The main idea behind this work is to use a recurrent neural network:

To learn a vector representation of the grammar of two languages
Use the vector space to find the differences between two languages, namely English and French.

The Process

The general process is to tag sentences, represent the tags with embeddings and then train the embeddings on a task with a recurrent neural network.

In the preprocessing step a text corpus is split into sentences. The words in each sentence are tagged with a part of speech. Parts of speech are the basic units of grammar making them a natural choice for understanding language.

A sentence converted into POS tags

Each part of speech is represented by a five dimensional vector. A sentence is then represented by a series of these part of speech vectors.

The 15 parts of speech tags represented by 15 vectors that are each 5 dimensional

Each sentence’s part of speech vectors are fed into a recurrent neural network sequentially. The objective of the model is to reconstruct the input sequence. This training forces the recurrent neural network to learn the sequential structure of the sentence.

The cool part is, even though the part of speech vectors are initially random, during training the optimizer updates them just as it does with the weights. With a proper training task the vector space will reflect the relationships between the part of speech tags. Since grammar consists of a series of relationships between parts of speech, it follows that the vector space will reflect the grammar of the language. By comparing the vector spaces of two languages after training, it is possible to uncover grammatical differences.

Analysis

After training the model we visualize the vector spaces using t-SNE.

From a first glance we notice that the vector from VERB → NOUN is the same (after normalizing the distance) in both English and French. This is expected because adverbs in French and English work the same with a few exceptions.

To quantify this idea compute the part of speech discrepancies between English and French and list the top 10:

As expected the pair (PRON, VERB) pair has the second largest difference. This makes sense because the pronoun-verb order is inverted in French.

Interestingly determiners (DET) appear in half of the top ten differences between English and French. This suggests that the way determiners like “a”, “an”, “his”, “her”, “their” are used in English differ in French in subtle ways. Speaking from first hand experience learning French I can confirm that knowing how to use determiners is hard because they do not agree with English usage.

Conclusion

My research has only focused on English and French but the ideas here could easily be extended any language pair.

Future improvements to this research include using a more expansive dataset than just two books, and adjusting the vector size and cell sizes of the model to see if it produces different results.

In addition I am not an expert at French and English grammar.
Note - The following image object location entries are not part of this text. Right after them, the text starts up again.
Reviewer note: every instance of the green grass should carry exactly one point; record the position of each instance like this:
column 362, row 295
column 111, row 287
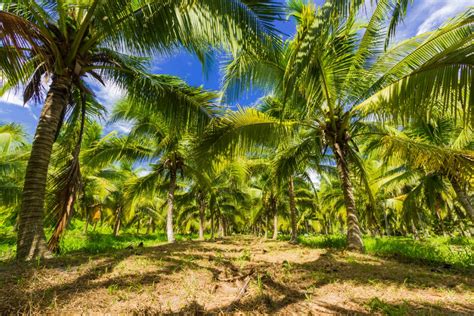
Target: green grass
column 457, row 252
column 447, row 252
column 76, row 240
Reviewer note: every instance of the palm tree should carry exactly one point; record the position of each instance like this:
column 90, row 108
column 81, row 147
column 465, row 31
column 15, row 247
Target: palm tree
column 335, row 76
column 13, row 156
column 70, row 41
column 438, row 157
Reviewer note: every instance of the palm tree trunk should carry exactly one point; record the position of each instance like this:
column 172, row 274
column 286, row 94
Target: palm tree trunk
column 462, row 197
column 212, row 224
column 31, row 241
column 275, row 226
column 291, row 194
column 202, row 206
column 385, row 218
column 86, row 226
column 221, row 231
column 149, row 226
column 354, row 236
column 169, row 215
column 117, row 222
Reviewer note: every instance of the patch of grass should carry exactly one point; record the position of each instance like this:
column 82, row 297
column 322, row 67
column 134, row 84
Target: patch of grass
column 457, row 252
column 323, row 241
column 376, row 305
column 437, row 251
column 92, row 242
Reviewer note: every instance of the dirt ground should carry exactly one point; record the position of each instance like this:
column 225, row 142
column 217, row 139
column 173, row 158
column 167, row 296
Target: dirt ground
column 234, row 275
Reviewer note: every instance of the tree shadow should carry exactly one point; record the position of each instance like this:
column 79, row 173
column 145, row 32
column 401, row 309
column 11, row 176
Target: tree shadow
column 85, row 273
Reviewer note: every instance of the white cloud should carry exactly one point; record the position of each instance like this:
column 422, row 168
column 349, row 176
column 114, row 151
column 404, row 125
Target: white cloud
column 12, row 97
column 123, row 127
column 109, row 94
column 439, row 11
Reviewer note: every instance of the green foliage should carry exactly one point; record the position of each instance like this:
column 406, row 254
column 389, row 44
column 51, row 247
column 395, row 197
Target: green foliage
column 376, row 305
column 446, row 252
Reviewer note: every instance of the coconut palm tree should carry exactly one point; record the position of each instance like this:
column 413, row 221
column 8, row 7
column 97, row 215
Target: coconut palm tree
column 67, row 42
column 14, row 150
column 335, row 74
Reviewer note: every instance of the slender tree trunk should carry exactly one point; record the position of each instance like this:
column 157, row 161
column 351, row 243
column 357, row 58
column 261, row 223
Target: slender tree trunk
column 221, row 232
column 385, row 218
column 149, row 226
column 118, row 221
column 275, row 226
column 202, row 206
column 462, row 197
column 354, row 236
column 212, row 224
column 291, row 194
column 86, row 226
column 31, row 241
column 169, row 216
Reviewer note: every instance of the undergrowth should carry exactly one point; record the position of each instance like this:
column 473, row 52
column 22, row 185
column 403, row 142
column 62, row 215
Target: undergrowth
column 92, row 242
column 447, row 252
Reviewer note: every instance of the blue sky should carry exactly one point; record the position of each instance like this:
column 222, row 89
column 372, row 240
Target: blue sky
column 423, row 15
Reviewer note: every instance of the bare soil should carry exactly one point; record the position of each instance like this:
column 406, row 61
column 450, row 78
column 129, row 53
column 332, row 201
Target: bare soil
column 233, row 275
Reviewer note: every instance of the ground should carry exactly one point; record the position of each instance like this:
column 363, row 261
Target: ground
column 236, row 274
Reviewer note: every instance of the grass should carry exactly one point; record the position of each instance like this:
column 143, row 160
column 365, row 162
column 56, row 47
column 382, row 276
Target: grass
column 447, row 252
column 457, row 252
column 94, row 242
column 191, row 277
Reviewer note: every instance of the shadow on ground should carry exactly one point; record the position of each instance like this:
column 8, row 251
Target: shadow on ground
column 160, row 280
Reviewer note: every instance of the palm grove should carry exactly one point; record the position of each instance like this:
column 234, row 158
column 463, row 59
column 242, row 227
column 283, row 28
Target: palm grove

Someone who has experience analyzing grammar could interpret the results much better than I can.

But overall, it has been demonstrated that a neural network combined with a vector space is a promising approach to linguistic modelling. The neural network was able to effectively hit on major discrepancies as well as find more subtle ones. In fact, what makes deep learning so great is that it uncovers hidden structure that is hard for humans to articulate and therefore represents a promising direction for future research.